Anatomy of an HTTP Request

Before a server can respond, the client must format a precise string of text.

Raw HTTP Request
GET /index.html HTTP/1.1
Host: www.example.com
User-Agent: Mozilla/5.0 (Macintosh)
Accept: text/html
Accept-Language: en-US,en;q=0.5
Connection: keep-alive
  1. Request Line: [METHOD] [PATH] [PROTOCOL]. The core command.
  2. Headers: Key-value pairs providing metadata (like User-Agent to identify the browser).
  3. Body: Optional payload (empty in a GET, but contains form data or JSON in a POST).

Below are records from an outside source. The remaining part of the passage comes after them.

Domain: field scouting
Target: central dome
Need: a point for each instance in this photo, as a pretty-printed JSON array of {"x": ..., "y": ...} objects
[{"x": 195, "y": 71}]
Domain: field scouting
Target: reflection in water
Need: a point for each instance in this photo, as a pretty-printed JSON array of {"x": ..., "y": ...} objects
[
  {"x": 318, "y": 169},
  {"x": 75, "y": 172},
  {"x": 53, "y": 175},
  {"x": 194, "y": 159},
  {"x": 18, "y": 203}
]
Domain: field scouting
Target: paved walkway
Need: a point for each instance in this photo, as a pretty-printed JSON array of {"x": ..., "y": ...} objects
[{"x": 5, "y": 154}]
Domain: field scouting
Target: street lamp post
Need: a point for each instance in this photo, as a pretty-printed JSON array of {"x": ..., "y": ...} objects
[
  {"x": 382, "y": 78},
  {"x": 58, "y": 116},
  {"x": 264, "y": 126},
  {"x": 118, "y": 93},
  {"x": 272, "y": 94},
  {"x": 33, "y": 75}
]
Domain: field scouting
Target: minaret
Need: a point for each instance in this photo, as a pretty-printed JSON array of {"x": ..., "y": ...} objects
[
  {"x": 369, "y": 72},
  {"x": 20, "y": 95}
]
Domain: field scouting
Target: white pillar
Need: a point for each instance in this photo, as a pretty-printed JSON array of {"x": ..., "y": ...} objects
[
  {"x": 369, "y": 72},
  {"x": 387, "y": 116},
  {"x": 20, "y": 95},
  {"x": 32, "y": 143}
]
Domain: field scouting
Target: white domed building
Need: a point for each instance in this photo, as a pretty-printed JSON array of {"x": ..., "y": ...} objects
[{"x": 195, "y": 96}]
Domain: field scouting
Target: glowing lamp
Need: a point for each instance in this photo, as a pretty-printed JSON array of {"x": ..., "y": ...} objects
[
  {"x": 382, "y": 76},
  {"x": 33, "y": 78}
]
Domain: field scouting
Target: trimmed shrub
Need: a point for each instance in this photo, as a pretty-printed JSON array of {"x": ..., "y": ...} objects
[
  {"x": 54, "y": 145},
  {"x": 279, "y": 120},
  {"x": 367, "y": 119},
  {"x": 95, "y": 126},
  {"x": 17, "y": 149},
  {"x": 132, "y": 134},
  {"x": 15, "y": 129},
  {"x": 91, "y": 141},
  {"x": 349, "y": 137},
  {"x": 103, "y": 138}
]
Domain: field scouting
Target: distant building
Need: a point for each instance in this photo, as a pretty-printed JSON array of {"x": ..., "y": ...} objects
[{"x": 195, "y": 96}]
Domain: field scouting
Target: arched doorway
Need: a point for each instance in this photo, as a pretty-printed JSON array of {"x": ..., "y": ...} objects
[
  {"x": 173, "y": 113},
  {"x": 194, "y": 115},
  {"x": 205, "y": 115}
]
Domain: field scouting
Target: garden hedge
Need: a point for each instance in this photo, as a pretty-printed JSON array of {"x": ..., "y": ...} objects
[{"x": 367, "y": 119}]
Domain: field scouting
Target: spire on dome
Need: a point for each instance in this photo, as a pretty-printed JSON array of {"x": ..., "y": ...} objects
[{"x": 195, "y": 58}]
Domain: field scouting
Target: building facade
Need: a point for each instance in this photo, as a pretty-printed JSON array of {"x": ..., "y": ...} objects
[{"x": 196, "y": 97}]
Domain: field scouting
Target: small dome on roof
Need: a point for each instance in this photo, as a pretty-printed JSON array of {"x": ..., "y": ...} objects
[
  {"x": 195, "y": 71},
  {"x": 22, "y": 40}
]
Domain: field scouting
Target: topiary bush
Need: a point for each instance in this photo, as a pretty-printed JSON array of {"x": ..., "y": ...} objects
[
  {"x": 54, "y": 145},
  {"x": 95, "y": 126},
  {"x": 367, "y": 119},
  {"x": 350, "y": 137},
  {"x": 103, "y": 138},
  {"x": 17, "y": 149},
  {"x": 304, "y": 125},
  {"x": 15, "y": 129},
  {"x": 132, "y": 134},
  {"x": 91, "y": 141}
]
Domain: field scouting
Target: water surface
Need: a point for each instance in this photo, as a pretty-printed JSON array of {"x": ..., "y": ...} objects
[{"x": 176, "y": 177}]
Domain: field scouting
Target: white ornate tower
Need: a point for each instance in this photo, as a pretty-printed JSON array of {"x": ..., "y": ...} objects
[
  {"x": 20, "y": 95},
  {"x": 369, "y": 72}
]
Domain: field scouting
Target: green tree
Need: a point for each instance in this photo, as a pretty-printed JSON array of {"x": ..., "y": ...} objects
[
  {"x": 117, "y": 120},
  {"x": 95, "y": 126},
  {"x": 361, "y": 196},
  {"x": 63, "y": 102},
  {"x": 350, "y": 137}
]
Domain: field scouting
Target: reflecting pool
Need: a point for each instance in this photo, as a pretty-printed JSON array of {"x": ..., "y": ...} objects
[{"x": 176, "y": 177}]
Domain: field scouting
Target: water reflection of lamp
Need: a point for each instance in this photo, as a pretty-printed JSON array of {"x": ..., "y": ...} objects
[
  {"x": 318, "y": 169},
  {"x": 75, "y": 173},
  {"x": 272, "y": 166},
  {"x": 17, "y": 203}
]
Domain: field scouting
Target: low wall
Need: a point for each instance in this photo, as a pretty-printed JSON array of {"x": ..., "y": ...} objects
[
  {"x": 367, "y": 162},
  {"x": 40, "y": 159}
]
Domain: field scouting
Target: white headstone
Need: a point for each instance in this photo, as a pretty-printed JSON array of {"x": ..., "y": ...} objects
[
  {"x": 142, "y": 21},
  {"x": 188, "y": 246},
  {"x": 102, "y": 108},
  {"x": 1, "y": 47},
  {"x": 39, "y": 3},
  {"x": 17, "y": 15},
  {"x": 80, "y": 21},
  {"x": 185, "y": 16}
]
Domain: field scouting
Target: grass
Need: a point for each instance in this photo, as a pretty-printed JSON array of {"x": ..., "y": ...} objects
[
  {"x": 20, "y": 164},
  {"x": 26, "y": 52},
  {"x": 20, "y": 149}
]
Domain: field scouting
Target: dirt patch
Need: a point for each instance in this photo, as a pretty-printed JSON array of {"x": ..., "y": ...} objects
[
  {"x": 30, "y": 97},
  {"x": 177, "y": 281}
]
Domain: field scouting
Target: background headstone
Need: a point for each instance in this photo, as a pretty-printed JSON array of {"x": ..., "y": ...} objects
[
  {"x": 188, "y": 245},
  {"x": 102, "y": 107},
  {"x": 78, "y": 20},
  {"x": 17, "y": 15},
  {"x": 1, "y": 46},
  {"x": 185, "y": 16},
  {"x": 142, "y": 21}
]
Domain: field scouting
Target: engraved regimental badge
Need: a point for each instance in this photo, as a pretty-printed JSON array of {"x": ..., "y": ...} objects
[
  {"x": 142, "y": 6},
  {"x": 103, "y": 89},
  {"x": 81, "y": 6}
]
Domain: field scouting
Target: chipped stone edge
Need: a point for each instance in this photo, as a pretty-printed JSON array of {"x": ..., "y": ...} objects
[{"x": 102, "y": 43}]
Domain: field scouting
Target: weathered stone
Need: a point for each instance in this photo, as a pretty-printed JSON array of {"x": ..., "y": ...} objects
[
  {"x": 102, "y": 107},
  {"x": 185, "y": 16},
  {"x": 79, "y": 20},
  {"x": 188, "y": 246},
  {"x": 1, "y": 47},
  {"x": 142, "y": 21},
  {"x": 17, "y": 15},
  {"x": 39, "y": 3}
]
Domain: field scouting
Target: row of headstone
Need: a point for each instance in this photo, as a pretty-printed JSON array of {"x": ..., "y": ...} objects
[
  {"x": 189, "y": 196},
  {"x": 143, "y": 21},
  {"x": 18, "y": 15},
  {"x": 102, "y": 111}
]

Anatomy of an HTTP Response

The server processes the request and returns a similarly structured string.

Raw HTTP Response
HTTP/1.1 200 OK
Date: Mon, 23 May 2005 22:38:34 GMT
Content-Type: text/html; charset=UTF-8
Content-Length: 155
Server: Apache/2.4.1 (Unix)

<html>
<body>
  <h1>Hello, World!</h1>
</body>
</html>
  1. Status Line: [PROTOCOL] [STATUS_CODE] [STATUS_MESSAGE].
  2. Headers: Server metadata, including the crucial Content-Type.
  3. Body: The actual requested resource (HTML, image data, JSON).

The Request/Response Cycle

  1. Request: Client (Browser) sends a command: GET /index.html HTTP/1.1.
  2. Response: Server replies with data: 200 OK + HTML content.

Common HTTP Methods

  • GET: Retrieve a resource.
  • POST: Submit data to be processed (e.g., a form).
  • PUT: Replace a resource.
  • DELETE: Remove a resource.

Status Codes

  • 2xx (Success): 200 OK, 201 Created.
  • 3xx (Redirection): 301 Moved Permanently, 304 Not Modified.
  • 4xx (Client Error): 404 Not Found, 403 Forbidden.
  • 5xx (Server Error): 500 Internal Server Error, 503 Service Unavailable.

2. HTTPS (The ‘S’ is for Secure)

HTTPS is HTTP over TLS (Transport Layer Security).

Feature HTTP HTTPS
Port 80 443
Encryption None (Plaintext) Encypted (SSL/TLS)
Integrity Data can be tampered Tamper-proof
Trust No verification Verified by Certificates

3. How HTTPS Works (The TLS Handshake)

To establish a secure connection, the client and server must perform a complex cryptographic dance known as the TLS Handshake before any HTTP data is sent.

1. Client Hello
The browser says: "I want to connect securely. Here is a list of encryption algorithms (Cipher Suites) I support, and a random string of bytes."
2. Server Hello & Certificate
The server replies: "Let's use AES-256-GCM. Here is my Public Key, wrapped in an SSL Certificate signed by a trusted Authority (CA) to prove I am who I say I am."
3. Key Exchange
The client verifies the certificate, generates a 'Pre-master Secret', encrypts it with the server's Public Key, and sends it over. Only the server's Private Key can decrypt this.
4. Symmetric Session
Both sides now use the Pre-master Secret to mathematically derive the exact same **Symmetric Session Key**. All future HTTP traffic is encrypted rapidly using this single shared key.

4. Interactive: Status Code Simulator

Experience how the server responds to different client scenarios.

🌍
Client
???
Waiting for request...

5. Evolution of HTTP

The web has grown heavier, demanding more efficient protocols.

  • HTTP/1.1 (1997): The baseline. Introduced Connection: keep-alive to reuse TCP connections, but suffered from Head-of-Line (HoL) Blocking—if one request gets stuck, all subsequent requests in the queue are blocked.
  • HTTP/2 (2015): Introduced Multiplexing. It breaks requests and responses into binary frames and interleaves them over a single TCP connection, solving HTTP-level HoL blocking.
  • HTTP/3 / QUIC (2022): Replaces TCP entirely with UDP. By handling connection establishment and encryption (TLS 1.3) at the protocol layer, it enables 0-RTT (Zero Round Trip Time) handshakes. It solves TCP-level HoL blocking, making it highly resilient for mobile users switching between networks (e.g., Wi-Fi to Cellular).